In the end it seems the financial inevitability has caught up with Nathan Tinkler.
The announcement that the coal prospector is selling all his racing and breeding interests - for an asking price of $125 million - is a surprise only in the length of time it has taken to come.
Tinkler believed he was a trailblazer, but in reality he was just one in a long line of wealthy men who believed they could enjoy immediate racecourse success on the back of a big investment, only to be disappointed.
What set Tinkler apart was the amount of money he lost and the predictability of his demise.
After spending big on untried horses and stud farms, he said he would equal the achievements of Bob and Jack Ingham - whose cerise colours were carried to victory in nearly every prestigious Australian race - within three years.
That declaration was one part hubris, two parts total ignorance. It set the tone for his involvement in the sport.
Tinkler sought to create a racing empire that would pay for itself, but the reality is that only a handful of operations in the world ever manage this and all have been developed over decades rather than years.
Tinkler ran before he could crawl; lavishing hundreds of millions of dollars on property and bloodstock without any discernible plan for growth.
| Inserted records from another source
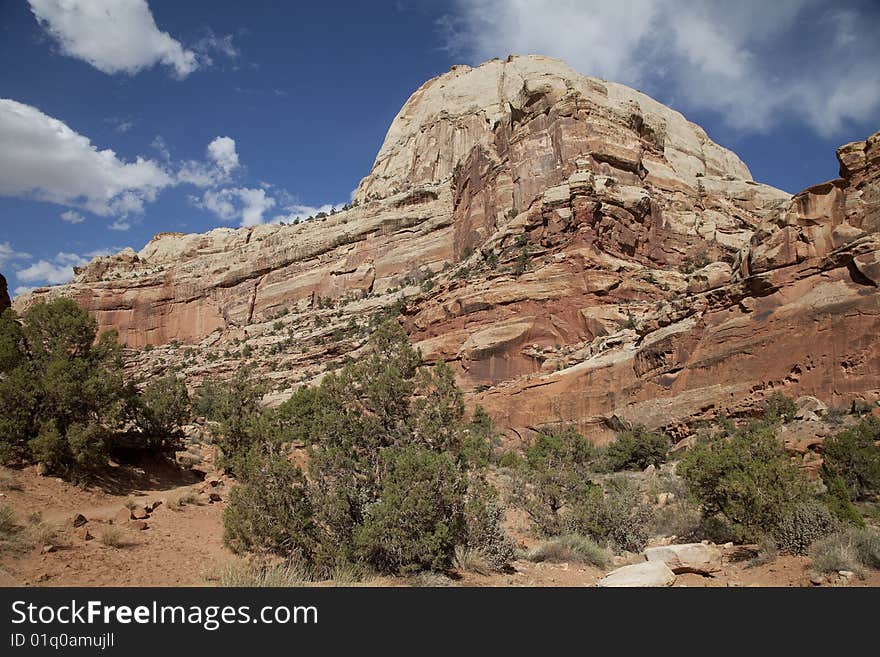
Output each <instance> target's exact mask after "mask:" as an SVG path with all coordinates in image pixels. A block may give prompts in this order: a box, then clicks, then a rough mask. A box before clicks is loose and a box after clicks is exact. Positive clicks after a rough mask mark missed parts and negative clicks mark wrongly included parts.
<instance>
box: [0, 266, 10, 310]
mask: <svg viewBox="0 0 880 657" xmlns="http://www.w3.org/2000/svg"><path fill="white" fill-rule="evenodd" d="M11 305H12V302H11V301H10V300H9V290H8V289H7V287H6V279H5V278H4V277H3V274H0V313H2V312H3V311H4V310H6V309H7V308H9V306H11Z"/></svg>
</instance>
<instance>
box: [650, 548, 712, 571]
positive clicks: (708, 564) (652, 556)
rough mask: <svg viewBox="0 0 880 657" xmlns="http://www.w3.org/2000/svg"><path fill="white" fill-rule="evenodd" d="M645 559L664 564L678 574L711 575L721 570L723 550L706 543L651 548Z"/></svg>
mask: <svg viewBox="0 0 880 657" xmlns="http://www.w3.org/2000/svg"><path fill="white" fill-rule="evenodd" d="M645 558H646V559H647V560H648V561H649V562H663V563H665V564H666V565H667V566H668V567H669V568H670V569H671V570H672V572H674V573H677V574H681V573H697V574H699V575H709V574H711V573H715V572H718V571H719V570H721V550H720V549H719V548H718V547H717V546H715V545H706V544H704V543H683V544H680V545H662V546H659V547H650V548H647V549H646V550H645Z"/></svg>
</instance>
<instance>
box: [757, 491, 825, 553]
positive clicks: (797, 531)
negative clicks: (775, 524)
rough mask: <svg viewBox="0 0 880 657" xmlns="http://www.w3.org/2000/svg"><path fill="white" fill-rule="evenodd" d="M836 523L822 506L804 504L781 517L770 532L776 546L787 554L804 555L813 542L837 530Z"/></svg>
mask: <svg viewBox="0 0 880 657" xmlns="http://www.w3.org/2000/svg"><path fill="white" fill-rule="evenodd" d="M837 525H838V523H837V521H836V519H835V518H834V516H833V515H832V514H831V512H830V511H829V510H828V508H827V507H826V506H825V505H824V504H820V503H818V502H805V503H803V504H798V505H796V506H795V507H794V508H793V509H792V510H791V511H790V512H789V513H787V514H786V515H784V516H782V518H780V520H779V522H778V523H777V524H776V527H775V528H774V529H773V531H772V537H773V539H774V540H775V541H776V546H777V547H778V548H779V549H780V550H782V551H783V552H787V553H788V554H806V553H807V548H809V547H810V545H812V544H813V543H814V542H815V541H817V540H819V539H820V538H823V537H825V536H828V535H829V534H831V533H832V532H833V531H834V530H835V529H837Z"/></svg>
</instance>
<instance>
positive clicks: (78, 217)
mask: <svg viewBox="0 0 880 657" xmlns="http://www.w3.org/2000/svg"><path fill="white" fill-rule="evenodd" d="M85 220H86V218H85V217H84V216H82V215H81V214H80V213H79V212H76V211H75V210H66V211H64V212H62V213H61V221H66V222H67V223H69V224H81V223H82V222H84V221H85Z"/></svg>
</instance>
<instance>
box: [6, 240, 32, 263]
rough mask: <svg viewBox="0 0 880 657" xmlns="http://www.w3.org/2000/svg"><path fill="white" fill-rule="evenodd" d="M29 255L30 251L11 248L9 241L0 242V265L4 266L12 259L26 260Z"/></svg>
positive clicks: (28, 256)
mask: <svg viewBox="0 0 880 657" xmlns="http://www.w3.org/2000/svg"><path fill="white" fill-rule="evenodd" d="M30 257H31V254H30V253H25V252H24V251H16V250H15V249H13V248H12V245H11V244H10V243H9V242H0V267H5V266H6V264H7V263H11V262H12V261H13V260H28V259H29V258H30Z"/></svg>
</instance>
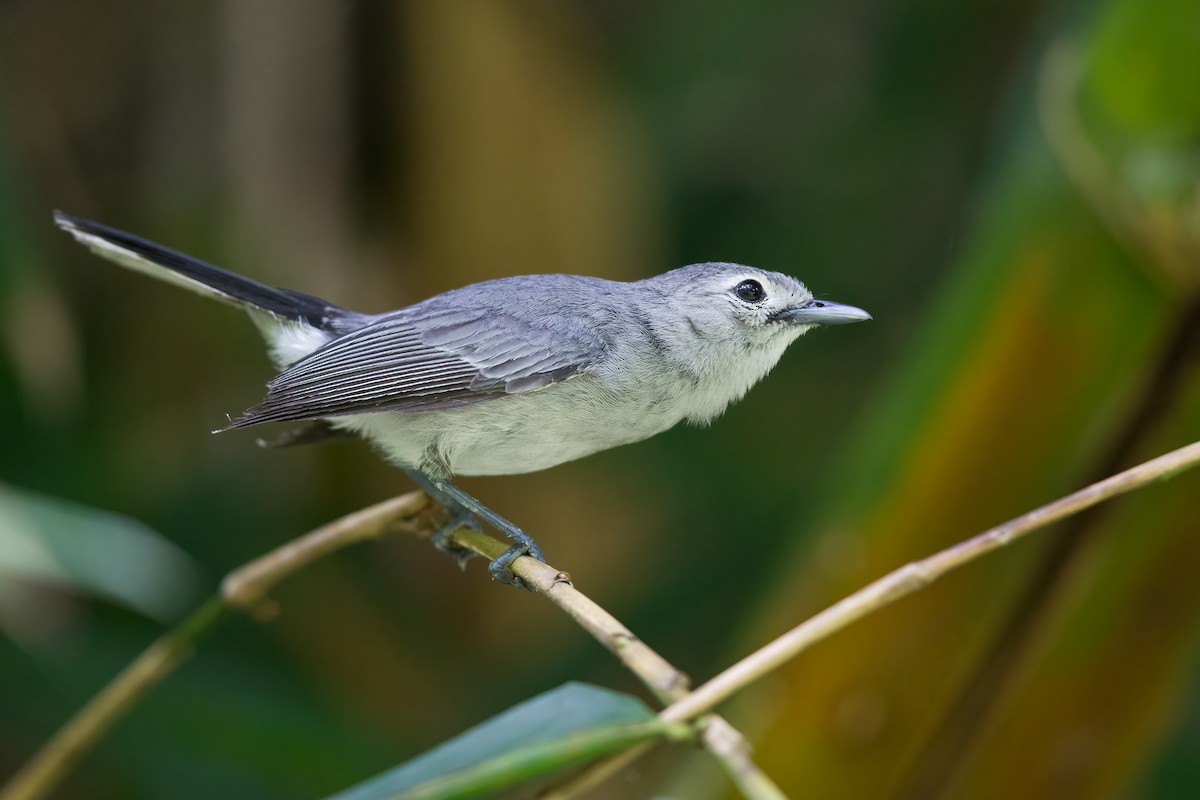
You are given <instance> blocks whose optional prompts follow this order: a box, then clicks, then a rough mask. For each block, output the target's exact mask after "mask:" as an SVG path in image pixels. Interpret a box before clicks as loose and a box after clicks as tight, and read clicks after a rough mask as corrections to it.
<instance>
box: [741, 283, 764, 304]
mask: <svg viewBox="0 0 1200 800" xmlns="http://www.w3.org/2000/svg"><path fill="white" fill-rule="evenodd" d="M733 294H736V295H737V296H738V300H744V301H746V302H758V301H761V300H762V299H763V297H766V296H767V291H766V290H764V289H763V288H762V284H761V283H758V282H757V281H743V282H742V283H739V284H738V285H736V287H733Z"/></svg>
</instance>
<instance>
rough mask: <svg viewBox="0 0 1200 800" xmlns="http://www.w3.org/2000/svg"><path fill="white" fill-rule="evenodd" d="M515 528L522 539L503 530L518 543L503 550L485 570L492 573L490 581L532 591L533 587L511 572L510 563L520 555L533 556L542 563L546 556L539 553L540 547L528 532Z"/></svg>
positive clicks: (516, 559)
A self-made man, he rejected offers of assistance and advice and, initially, there was a revolving door of employees, leading to his racing operation being widely known as Pat'n'sack rather than Patinack.
A Fairfax investigation revealed his racing empire was costing him more than $600,000 a week in 2011. His successes could never sustain those outgoings.
Even from the outset there were concerns about his financial standing as trainers, suppliers and auctioneers went unpaid for months.
As his fortune dwindled with the collapse in coal prices, his staff were forced to go without super and the list of creditors suing him reached double figures.
When he sold his stable star - Black Caviar's younger half-brother All Too Hard - for a reported $20 million earlier this year, it signalled the end of a dream rather than shrewd business.
The horse, a champion in its own right, could win millions on the track and potentially earn more than $10 million a year in stud fees. That Tinkler couldn't hold on to such an asset revealed the depths of his financial predicament.
Patinack's price of $125 million appears optimistic given the perception of a fire sale, but even if it was realised it would represent a loss of hundreds of millions.
There is an old saying within racing that the only way to make a small fortune from the sport is to start with a bigger one. Tinkler has found the truth out the hard way.